Customers have been told they can use their local NatWest branch instead.
Blaming complex IT challenges, RBS cancelled a plan to create a challenger bank, known as Williams & Glyn, from part of its business as a condition of its government bailout, imposed by the European Union (EU).
The EU insisted that RBS would have to divest part of its business, creating a new standalone bank, when the bailout was agreed. This part of the organisation includes hundreds of RBS branches.
But in 2016, the plan was abandoned because complexities related to separating the operation had led RBS to abandon the IT project. “Due to the complexities of Williams & Glyn’s separation, while good progress has been made on the programme to create a cloned banking platform, the board concluded that the risks and costs inherent in the programme are such that it would not be prudent to continue with this programme,” RBS said in a statement at the time.
This has resulted directly in the branch closures and job cuts announced. RBS added: “We are no longer launching Williams & Glyn as a challenger bank, and we now have two branch networks operating in close proximity to each other – NatWest and Royal Bank of Scotland, in England and Wales.
“As a result, we have had to review our overall branch footprint in England and Wales and we have made the difficult decision to close a number of Royal Bank of Scotland branches.”

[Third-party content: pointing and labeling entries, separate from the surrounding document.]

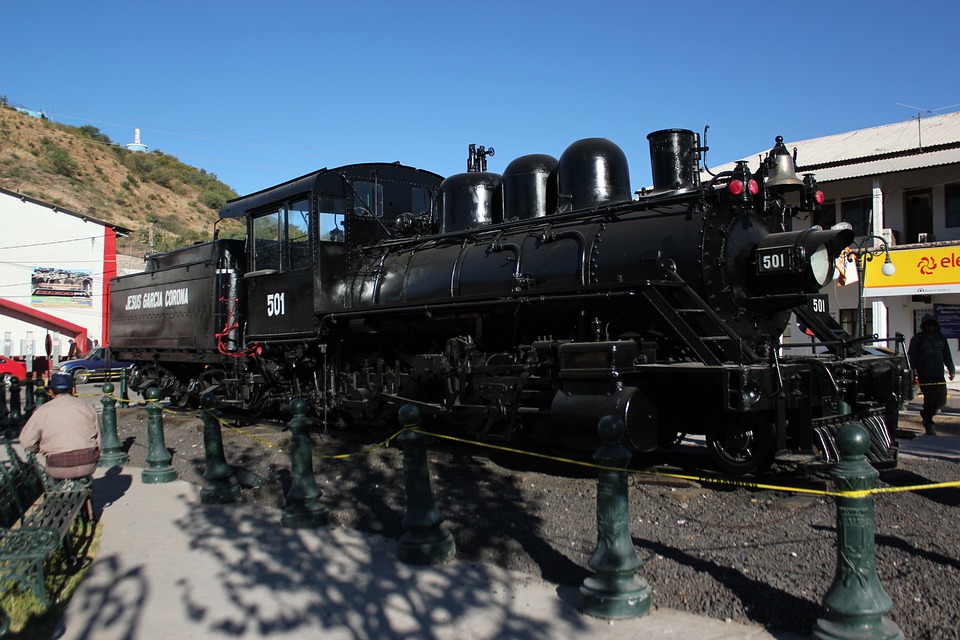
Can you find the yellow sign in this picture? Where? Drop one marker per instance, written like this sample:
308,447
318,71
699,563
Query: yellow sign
924,271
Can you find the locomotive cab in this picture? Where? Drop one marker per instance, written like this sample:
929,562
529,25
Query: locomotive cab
302,237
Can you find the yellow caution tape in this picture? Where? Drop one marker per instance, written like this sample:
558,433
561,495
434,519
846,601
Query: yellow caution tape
729,482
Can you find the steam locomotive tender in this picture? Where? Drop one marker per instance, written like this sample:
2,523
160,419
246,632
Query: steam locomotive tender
523,307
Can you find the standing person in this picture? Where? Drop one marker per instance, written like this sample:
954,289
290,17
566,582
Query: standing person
929,353
65,430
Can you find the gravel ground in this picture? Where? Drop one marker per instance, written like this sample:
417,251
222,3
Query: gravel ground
753,556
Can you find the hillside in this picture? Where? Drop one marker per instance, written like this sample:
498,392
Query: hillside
81,169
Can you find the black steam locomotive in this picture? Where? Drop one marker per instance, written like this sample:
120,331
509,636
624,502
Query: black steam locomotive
524,306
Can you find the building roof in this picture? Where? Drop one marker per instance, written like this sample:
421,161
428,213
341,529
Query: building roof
915,144
123,231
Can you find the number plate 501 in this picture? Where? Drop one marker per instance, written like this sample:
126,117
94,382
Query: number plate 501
774,261
276,305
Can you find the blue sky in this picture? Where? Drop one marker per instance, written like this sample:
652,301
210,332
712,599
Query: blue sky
261,92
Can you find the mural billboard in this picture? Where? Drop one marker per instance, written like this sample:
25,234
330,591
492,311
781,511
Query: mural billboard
61,288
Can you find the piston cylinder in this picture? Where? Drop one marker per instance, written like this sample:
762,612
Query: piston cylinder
674,159
471,199
530,187
593,172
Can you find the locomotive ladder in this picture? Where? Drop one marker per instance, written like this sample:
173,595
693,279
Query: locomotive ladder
697,325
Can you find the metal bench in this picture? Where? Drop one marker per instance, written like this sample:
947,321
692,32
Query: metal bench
36,515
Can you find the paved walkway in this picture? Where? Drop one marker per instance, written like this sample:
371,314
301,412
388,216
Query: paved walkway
171,567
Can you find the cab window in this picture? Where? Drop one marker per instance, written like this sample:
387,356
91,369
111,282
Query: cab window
331,213
298,234
281,237
267,232
368,199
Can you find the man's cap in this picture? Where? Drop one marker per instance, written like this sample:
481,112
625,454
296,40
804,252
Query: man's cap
61,382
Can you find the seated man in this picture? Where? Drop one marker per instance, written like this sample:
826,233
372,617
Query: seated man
65,430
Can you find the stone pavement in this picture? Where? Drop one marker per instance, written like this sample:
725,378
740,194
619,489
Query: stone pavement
171,567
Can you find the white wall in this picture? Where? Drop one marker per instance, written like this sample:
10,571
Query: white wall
34,236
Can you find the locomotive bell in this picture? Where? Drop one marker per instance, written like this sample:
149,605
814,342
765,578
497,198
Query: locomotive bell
781,168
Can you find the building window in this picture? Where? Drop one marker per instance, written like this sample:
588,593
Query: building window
827,216
918,315
918,215
952,198
859,213
848,320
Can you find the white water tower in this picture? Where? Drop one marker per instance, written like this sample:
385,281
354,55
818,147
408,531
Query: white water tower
135,145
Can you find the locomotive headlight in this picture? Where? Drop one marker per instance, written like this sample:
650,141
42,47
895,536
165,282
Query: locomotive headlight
821,266
797,262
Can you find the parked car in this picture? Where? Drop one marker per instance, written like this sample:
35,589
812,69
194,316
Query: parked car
10,368
93,366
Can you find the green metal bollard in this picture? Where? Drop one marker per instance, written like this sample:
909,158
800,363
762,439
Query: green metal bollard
158,456
28,395
423,542
39,395
616,591
4,412
221,486
303,509
15,417
856,602
124,397
112,454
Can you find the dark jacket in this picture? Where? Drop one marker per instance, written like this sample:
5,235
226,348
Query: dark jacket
929,353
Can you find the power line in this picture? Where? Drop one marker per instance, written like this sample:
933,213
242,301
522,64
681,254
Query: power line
52,242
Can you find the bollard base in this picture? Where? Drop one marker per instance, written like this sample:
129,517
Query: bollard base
220,495
157,476
629,598
870,628
113,459
305,518
426,547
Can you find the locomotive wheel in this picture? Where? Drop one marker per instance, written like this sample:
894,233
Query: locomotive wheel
744,448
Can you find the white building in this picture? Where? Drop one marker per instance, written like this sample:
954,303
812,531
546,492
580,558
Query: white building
55,271
900,182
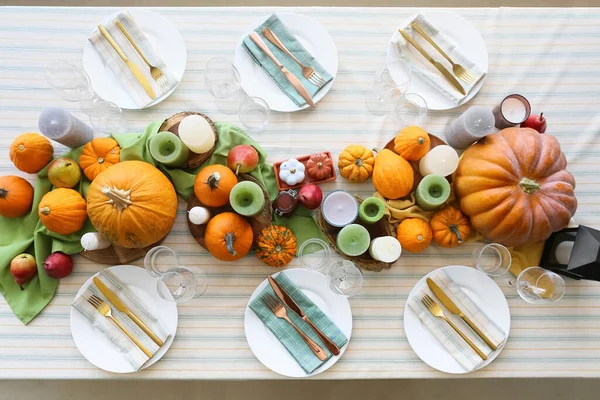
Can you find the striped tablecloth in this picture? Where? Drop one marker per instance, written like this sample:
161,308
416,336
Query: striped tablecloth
551,56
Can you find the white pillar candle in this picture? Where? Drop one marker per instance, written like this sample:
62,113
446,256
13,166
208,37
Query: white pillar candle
441,160
385,249
94,241
196,133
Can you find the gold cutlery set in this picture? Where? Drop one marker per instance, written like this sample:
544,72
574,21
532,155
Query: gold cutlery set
104,308
458,69
436,310
155,72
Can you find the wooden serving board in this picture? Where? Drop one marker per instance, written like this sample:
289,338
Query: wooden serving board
258,222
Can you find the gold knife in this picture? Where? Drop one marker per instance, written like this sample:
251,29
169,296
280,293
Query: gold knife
452,307
115,301
449,77
135,70
288,75
288,301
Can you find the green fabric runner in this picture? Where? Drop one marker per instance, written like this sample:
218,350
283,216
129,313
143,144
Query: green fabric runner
28,235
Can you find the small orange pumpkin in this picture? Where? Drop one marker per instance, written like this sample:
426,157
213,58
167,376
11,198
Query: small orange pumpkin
228,236
31,152
98,155
412,143
276,246
450,227
213,185
414,234
62,211
16,196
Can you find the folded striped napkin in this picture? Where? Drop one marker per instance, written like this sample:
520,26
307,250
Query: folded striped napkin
425,69
118,67
460,350
131,352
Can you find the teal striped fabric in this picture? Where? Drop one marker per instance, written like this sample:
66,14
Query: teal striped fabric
551,56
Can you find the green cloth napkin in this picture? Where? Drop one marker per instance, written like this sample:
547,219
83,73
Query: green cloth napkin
286,333
135,147
28,235
296,48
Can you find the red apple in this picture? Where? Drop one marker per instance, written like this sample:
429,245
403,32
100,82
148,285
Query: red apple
23,268
310,196
242,158
58,265
537,122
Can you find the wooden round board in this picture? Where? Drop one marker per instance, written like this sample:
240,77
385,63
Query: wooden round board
171,124
258,222
378,229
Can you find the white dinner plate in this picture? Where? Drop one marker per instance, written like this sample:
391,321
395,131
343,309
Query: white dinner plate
315,39
269,350
165,39
471,44
97,348
483,291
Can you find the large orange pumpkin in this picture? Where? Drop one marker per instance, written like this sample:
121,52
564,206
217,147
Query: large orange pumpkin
132,204
213,185
514,186
16,196
98,155
228,236
31,152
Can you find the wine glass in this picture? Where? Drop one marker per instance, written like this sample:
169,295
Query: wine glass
536,285
389,86
345,278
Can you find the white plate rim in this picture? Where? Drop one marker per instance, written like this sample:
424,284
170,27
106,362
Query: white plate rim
90,55
241,56
118,270
451,270
392,54
339,314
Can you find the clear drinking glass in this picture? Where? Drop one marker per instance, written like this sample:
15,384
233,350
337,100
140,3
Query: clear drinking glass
411,109
538,286
345,278
389,85
223,81
254,114
492,259
182,284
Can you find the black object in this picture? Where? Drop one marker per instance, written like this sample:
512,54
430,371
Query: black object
584,262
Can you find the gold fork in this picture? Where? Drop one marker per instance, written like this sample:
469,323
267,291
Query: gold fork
104,309
280,312
435,309
458,69
156,73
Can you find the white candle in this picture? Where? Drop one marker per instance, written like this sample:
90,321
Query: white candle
441,160
94,241
196,133
385,249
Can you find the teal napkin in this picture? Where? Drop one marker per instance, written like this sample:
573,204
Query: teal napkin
296,48
286,333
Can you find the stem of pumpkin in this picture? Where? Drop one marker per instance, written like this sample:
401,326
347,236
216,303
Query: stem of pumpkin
529,186
229,241
454,229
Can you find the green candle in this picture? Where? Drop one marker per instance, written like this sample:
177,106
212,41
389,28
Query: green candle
247,198
371,210
432,192
167,149
353,240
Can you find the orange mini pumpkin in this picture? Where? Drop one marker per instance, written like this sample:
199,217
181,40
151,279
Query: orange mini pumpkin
16,196
31,152
213,185
98,155
228,236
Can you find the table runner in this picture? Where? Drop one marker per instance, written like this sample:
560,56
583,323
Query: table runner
551,56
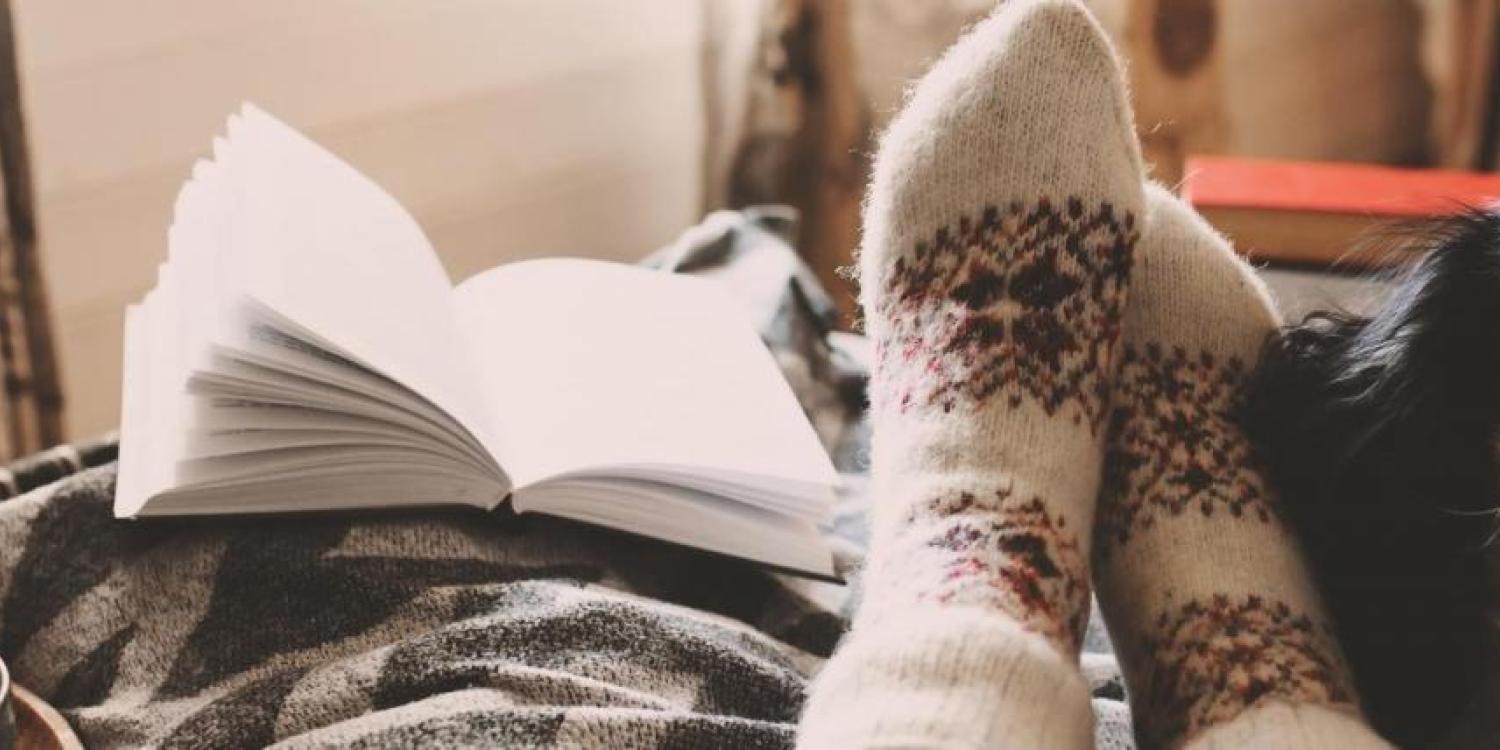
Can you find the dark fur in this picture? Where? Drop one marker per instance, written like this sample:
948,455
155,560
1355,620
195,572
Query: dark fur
1380,434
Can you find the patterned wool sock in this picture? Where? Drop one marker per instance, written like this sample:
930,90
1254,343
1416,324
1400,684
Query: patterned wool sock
1221,635
999,228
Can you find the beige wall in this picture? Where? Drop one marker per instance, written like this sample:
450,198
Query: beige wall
509,128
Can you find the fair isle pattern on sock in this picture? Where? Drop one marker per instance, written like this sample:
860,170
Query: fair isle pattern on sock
1022,303
995,263
1223,656
992,551
1172,447
1200,578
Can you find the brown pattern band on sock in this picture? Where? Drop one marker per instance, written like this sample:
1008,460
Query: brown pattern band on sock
1008,555
1215,659
1173,447
1025,302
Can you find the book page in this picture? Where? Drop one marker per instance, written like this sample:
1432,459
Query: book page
326,248
593,366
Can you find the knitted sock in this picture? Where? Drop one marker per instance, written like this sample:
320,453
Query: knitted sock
1221,635
996,255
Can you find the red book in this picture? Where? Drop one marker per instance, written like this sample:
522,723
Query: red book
1319,212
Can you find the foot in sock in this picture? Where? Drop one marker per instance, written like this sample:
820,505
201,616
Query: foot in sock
995,266
1220,630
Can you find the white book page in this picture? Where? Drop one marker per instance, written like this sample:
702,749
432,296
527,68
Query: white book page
591,366
324,246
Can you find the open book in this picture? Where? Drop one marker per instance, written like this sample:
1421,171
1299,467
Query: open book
303,350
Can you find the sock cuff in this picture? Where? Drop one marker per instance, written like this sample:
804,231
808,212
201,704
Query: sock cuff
947,677
1290,728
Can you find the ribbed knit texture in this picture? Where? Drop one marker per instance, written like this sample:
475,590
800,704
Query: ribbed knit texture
1220,630
999,227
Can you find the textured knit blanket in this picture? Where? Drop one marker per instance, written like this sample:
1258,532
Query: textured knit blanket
441,627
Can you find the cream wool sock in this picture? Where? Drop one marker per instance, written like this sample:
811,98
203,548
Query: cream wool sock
999,227
1221,635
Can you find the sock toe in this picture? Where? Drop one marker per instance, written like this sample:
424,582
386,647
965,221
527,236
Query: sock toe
1029,104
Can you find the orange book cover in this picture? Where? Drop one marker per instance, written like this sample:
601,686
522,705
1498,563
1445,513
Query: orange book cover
1226,182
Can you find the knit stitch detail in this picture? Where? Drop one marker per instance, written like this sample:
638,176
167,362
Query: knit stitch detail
1022,303
1173,446
1218,657
1010,555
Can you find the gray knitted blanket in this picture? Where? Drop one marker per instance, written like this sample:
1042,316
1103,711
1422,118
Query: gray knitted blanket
438,627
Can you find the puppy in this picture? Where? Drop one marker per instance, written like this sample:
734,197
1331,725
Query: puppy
1382,435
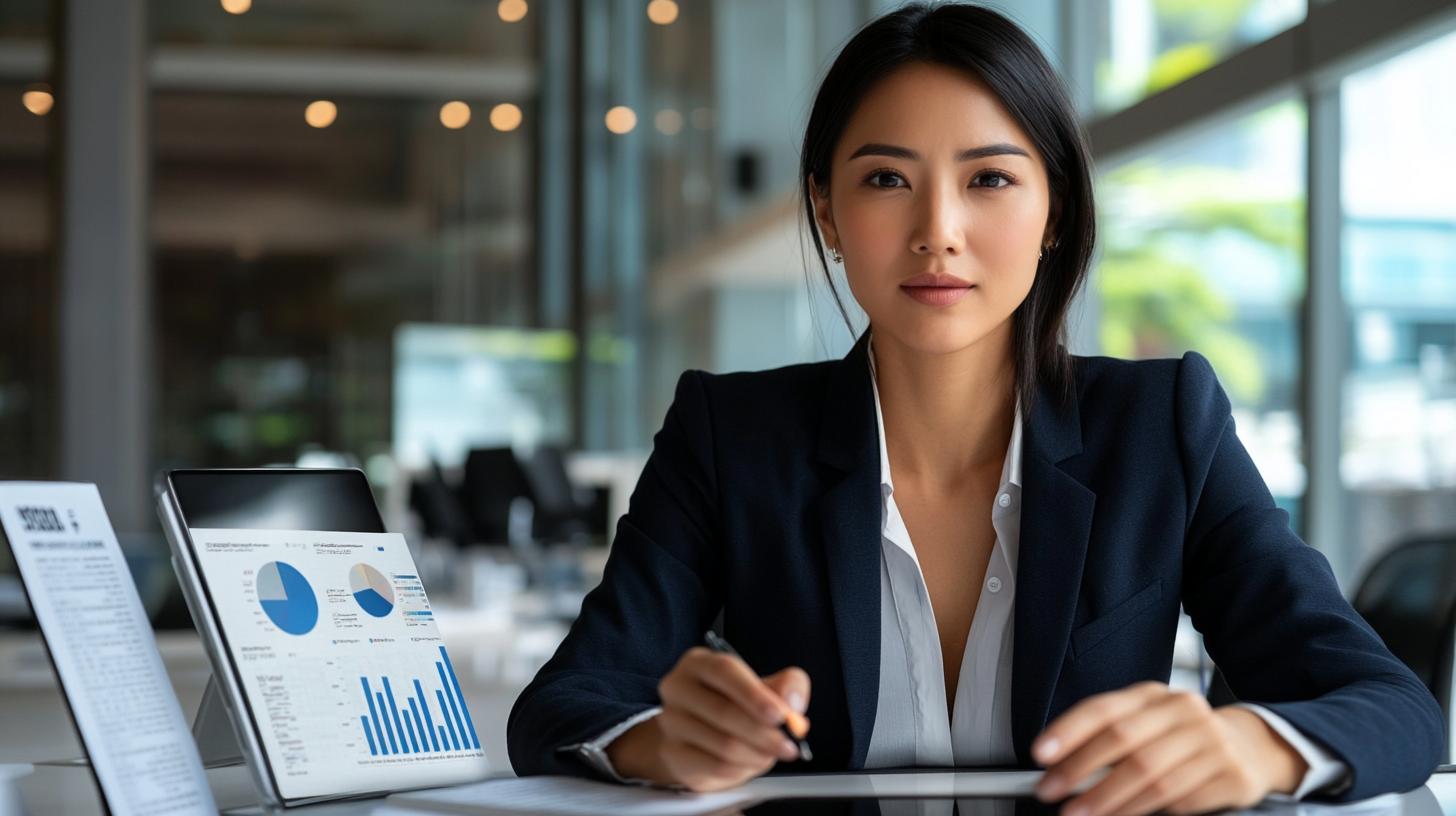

However, RBS is planning to launch another bank, according to reports. In March, it was reported that RBS is planning to establish a digital bank to be run separately from its existing business.
According to Sky News, which broke the story, former RBS COO Mark Bailie is leading the project. Citing an insider, the report said tens of millions of pounds have been allocated to the new digital platform, which might not result in a new company being created.
Read more about IT projects to split banks
- Spanish bank Banco Santander has pulled out of its £1.7bn agreement to take over 316 RBS branches because of IT integration problems.
- Problems related to creating an IT platform for RBS’s planned divestment look set to cause delays.
- Spanish bank Sabadell is to move TSB IT systems to its own in-house core banking platform.
This reflects the complexity of moving customer accounts from legacy systems. The fact that RBS has abandoned the creation of a challenger bank due to IT complexities but is now planning to launch a digital challenger bank from scratch is telling.
Setting up a digital bank from scratch means there are no legacy IT systems to manage and no highly complex customer migration project to undertake. It also means that the bank can operate with far fewer employees and have a much lower cost base.
Meanwhile, TSB is currently experiencing the challenge of creating a new bank from an old one and has hit huge IT problems. When Sabadell acquired TSB in 2015, it said it would move customers to a new banking platform, and has been planning the transfer ever since. The plan was to move customers across in stages, and the Proteo4UK platform was rolled out to the bank’s staff in November 2017 with a full range of banking services.
The bank said the migration would not only save it £160m a year, but would enable it to build its own digital services in an industry where customers increasingly want digital banking services.
But when TSB began transferring millions of customer accounts to its new core banking platform on Friday 20 April, some customers were soon hit with major problems, including being unable to access accounts, money appearing and disappearing, and customers being able to see other people’s accounts.